The Gillard Government this week released a 36-page summary of the NBN Co business case, prepared by the network wholesaler.
The report was released following heated debate around the Telstra separation bill in the Senate and negotiations between Prime Minister, Julia Gillard, and independent senator Nick Xenophon. It precedes the full, 400-page business case set to be released in December, with those elements deemed commercial-in-confidence redacted.
You can view the full summary here but we’ve outlined some of the key findings of the summary below.
$35.7 billion capex required
NBN Co will require capital expenditure of $35.7 billion for the rollout of the fibre-to-the-home network, as well as an additional $13.8 billion to meet obligations under pending agreements with Telstra. Of the capital expenditure, $34.4 billion will be used to build the actual network - including $9.9 billion for individual fibre connections - while $1.3 billion will be used for replacement and maintenance.
NBN Co maintains peak government equity is $27.1 billion; slightly more than the $26 billion estimated by consultants McKinsey & Company and KPMG in the NBN Implementation Study released earlier in the year.
Telstra negotiations done and dusted by June 2011
The non-binding Financial Heads of Agreement announced between NBN Co and Telstra earlier this year is expected to be completed, with full documents signed by June 2011. The timeline, which has already seen some delays, will ensure negotiations are finalised between the companies by next month. The agreement will then be passed on for approval by Telstra shareholders as well as the Australian Competition and Consumer Commission.
Though originally slated as a $9 billion agreement, NBN Co expects to pay $13.8 billion to the telco for decommissioning Telstra’s copper networks and migrating all fixed-line customers over to the NBN. Total capital expenditure for the entire project is expected to be $37.4 billion if the deal does not go ahead.
8.3 million premises passed
The $34.4 billion build capital expenditure identified in the business case summary allows the wholesaler to connect 8.3 million premises to fibre. The remaining 12 million premises will be passed by fibre, and/or connected by either fixed wireless or satellite by the end of the rollout.
’Business as usual’ rollout coming end of 2011
NBN Co plans to begin rolling out fibre-to-the-home in a ‘business as usual’ sense from December 2011, following mainland trials set to go live in April next year. Construction on the first five sites began in July, with a further fourteen new sites to join them later in the year.
A full commercial service is currently slated for September next year, by which time the wholesaler expects to have passed six per cent of premises with fibre.
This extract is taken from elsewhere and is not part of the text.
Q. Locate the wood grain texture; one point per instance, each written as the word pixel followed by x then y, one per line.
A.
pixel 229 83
The company states it will be fully ready for market by August 2012.
Wireless coming next year, satellite delayed
NBN Co expects to have secured spectrum essential for the wireless component of the NBN by the end of this year, with construction of the network itself to begin in November 2011 following trials.
The satellite portion of network - serving those most remote of Australians - will be able to access an interim solution from June next year. The wholesaler expects to have two of its own, Ka-band satellites up and running by 2015, part of a project estimated to be worth $1 billion.
1Gbps speeds demanded by 2015?
The summary suggests NBN customers could demand 1 gigabit per second (Gbps) speeds by 2015, based on assumptions from key equipment provider, Alcatel-Lucent. NBN Co’s own projects are far more conservative; while one suggests 1Gbps speeds will be not be needed before 2038, another indicates 100Mbps speeds may be suitable for decades to come.